Nurse practitioners; eliminates requirement that they practice as part of patient care team. (SB620)

Introduced By

Sen. Bill Stanley (R-Moneta)

Progress

Introduced
Passed Committee
Passed House
Passed Senate
Signed by Governor
Became Law

Description

Nurse practitioners. Eliminates the requirement that a nurse practitioner practice as part of a patient care team with a practice agreement with a patient care physician. The bill also eliminates a Board of Health pilot program authorizing certain nurse practitioners to practice without a practice agreement as the bill makes such pilot obsolete. The bill requires regulations to be promulgated within 280 days of enactment. Read the Bill »

Status

02/04/2016: Failed to Pass in Committee

History

DateAction
01/15/2016Presented and ordered printed 16103976D
01/15/2016Referred to Committee on Education and Health
01/21/2016Assigned Education sub: Health Professions
01/27/2016Impact statement from VDH (SB620)
02/04/2016Continued to 2017 in Education and Health (15-Y 0-N) (see vote tally)

Comments

Melanie Parks writes:

I have earned my national Psychiatric Mental Health Nurse Practitioner certification in addition to a Family Nurse Practitioner certification because I recognize the urgent need for more comprehensive mental health services in the New River Valley. I wish to provide care to individuals experiencing hardship and I plan to pursue clinical practice in Montgomery County as well as Pulaski County. Both Counties have been identified by the Virginia Department of Health as mental health underserved areas. I have been trying to start practicing and have many collaborative connections with advanced nurses, therapists, social workers and counselors as well as clinic sites. However, according to Virginia Nurse Practitioner laws, I am required to obtain a practice agreement and collaborate with a physician as part of a patient care team.

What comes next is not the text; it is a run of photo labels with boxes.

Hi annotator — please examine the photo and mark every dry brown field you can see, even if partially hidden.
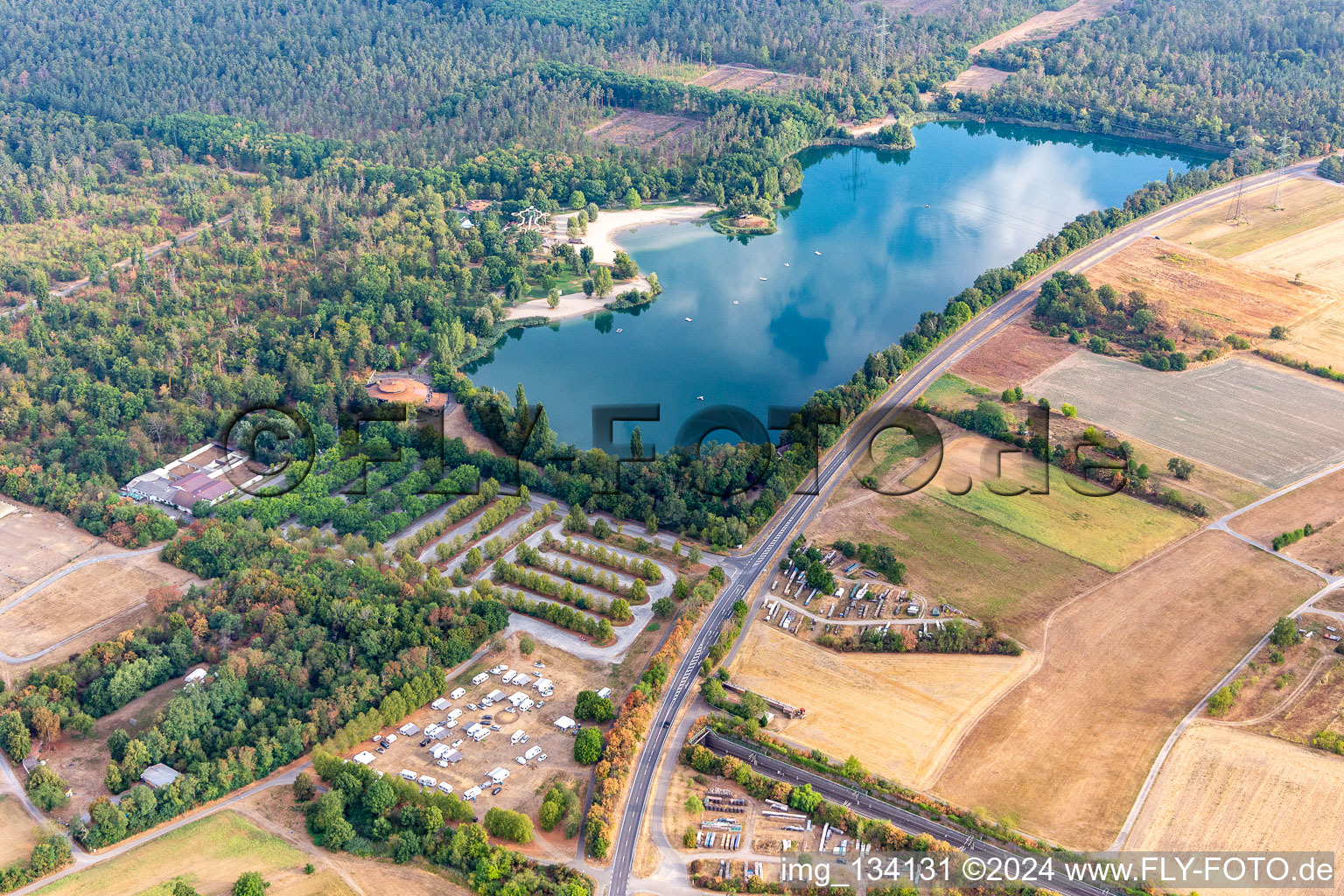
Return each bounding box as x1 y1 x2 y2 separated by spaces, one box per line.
1236 218 1344 289
1264 298 1344 369
1126 724 1344 896
1284 524 1344 578
1246 653 1344 747
1203 631 1344 732
0 554 195 658
1158 178 1344 257
586 108 696 146
970 0 1119 56
730 622 1030 788
926 66 1012 95
0 794 42 868
1026 352 1344 491
1227 470 1344 548
951 321 1079 392
807 467 1106 648
1088 239 1334 340
934 532 1319 849
0 499 103 605
691 66 821 93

Many physicians are employed by a contract with clinics and organizations that limits the ability to collaborate with others, especially if the individuals aren't part of that organization. Also physicians in the rural areas of Montgomery and Pulaski County are hesitant to agree to collaborate with others if they don't know them or haven't worked with them before. Physicians in rural areas may also be hesitant due to malpractice risks and/or risk of increased unknown future costs.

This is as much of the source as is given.